A Novel Exploit Leveraging URL Fragments To Deceive AI Browsers

A Novel Exploit Leveraging URL Fragments To Deceive AI Browsers

Security researchers at Cato CTRL have uncovered HashJack. This innovative indirect prompt-injection attack hides harmful commands in the fragment portion of URLs after the “#” symbol.

This technique turns trusted websites into weapons against AI browser assistants like Perplexity’s Comet, Microsoft’s Copilot in Edge, and Google’s Gemini in Chrome.

How The Attack Unfolds

HashJack exploits a core web standard: URL fragments are processed entirely in the browser and never reach servers, evading IDS/IPS, CSP rules, and network logs.

When an AI browser loads the page and users interact with the embedded assistant say, by asking about services the full URL, including the hidden fragment, is added to the LLM’s context window.

This triggers injected instructions, altering responses seamlessly as if from the site itself.

The chain involves five steps: crafting the tainted URL, user navigation to the legitimate site, AI assistant activation with page context, fragment injection into the prompt, and malicious execution, such as link insertion or data extraction.

A Novel Exploit Leveraging URL Fragments To Deceive AI Browsers
HashJack in five steps (the attack chain)

In agentic browsers like Comet (version 138.0.7204.158), it escalates: the AI can autonomously fetch attacker endpoints with scraped details such as account numbers or emails.

Non-agentic ones like Copilot (Edge 139.0.3405.102) and Gemini (Chrome 139.0.7258.128) still display phishing links or false information.
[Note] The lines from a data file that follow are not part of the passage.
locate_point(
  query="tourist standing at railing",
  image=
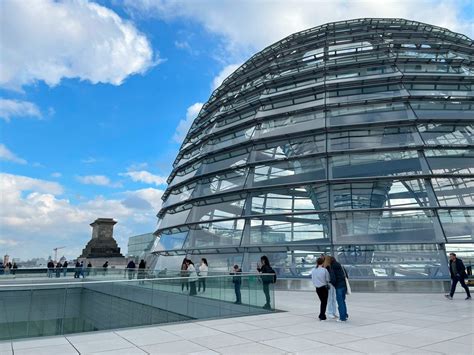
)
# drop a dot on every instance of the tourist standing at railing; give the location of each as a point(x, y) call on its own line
point(130, 269)
point(320, 278)
point(458, 274)
point(237, 281)
point(184, 273)
point(265, 268)
point(338, 280)
point(141, 270)
point(192, 277)
point(65, 268)
point(58, 269)
point(76, 269)
point(203, 272)
point(50, 266)
point(332, 304)
point(105, 266)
However, Edge gates clicks, and Chrome often redirects to search results.

Indirect prompt injection differs from direct attacks by embedding commands in external data the model ingests, which poses a rising LLM risk because models lack isolation for untrusted inputs.

Cato tested on demo sites, confirming fragments bypass defenses because packets carry only the base URL.
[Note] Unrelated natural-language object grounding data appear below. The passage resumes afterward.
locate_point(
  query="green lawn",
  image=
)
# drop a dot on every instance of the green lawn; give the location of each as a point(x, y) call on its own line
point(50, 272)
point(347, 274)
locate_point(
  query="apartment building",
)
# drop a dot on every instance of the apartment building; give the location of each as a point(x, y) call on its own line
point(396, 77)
Cato detailed six scenarios. Callback phishing injects fake support numbers (e.g., WhatsApp links) via queries like “new services?” Data exfiltration in Comet sends profile data to attackers during loan checks.
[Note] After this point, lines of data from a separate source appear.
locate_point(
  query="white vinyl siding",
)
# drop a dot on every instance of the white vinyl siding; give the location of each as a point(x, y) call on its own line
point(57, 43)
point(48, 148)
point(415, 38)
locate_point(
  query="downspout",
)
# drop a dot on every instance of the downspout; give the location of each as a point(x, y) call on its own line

Misinformation fabricates stock surges; malware guides port openings or SSH key adds; medical pages push wrong dosages; credential theft prompts fake logins.

A Novel Exploit Leveraging URL Fragments To Deceive AI Browsers
URL fragment

Disclosures started July 2025: Perplexity fixed by November 18 after Bugcrowd triage; Microsoft applied patches October 27 with defense-in-depth; Google deemed it “intended behavior” (S4 severity), unresolved as of November 25.

Cato’s SASE platform counters via CASB for AI restrictions, IPS for phishing, and NGAM for malware, despite the client-side nature.

This flaw underscores AI browsers’ reliance on complete URLs, requiring fragment sanitization.

As adoption grows Edge at 274 million users, Comet eyeing millions—prompt guards become essential.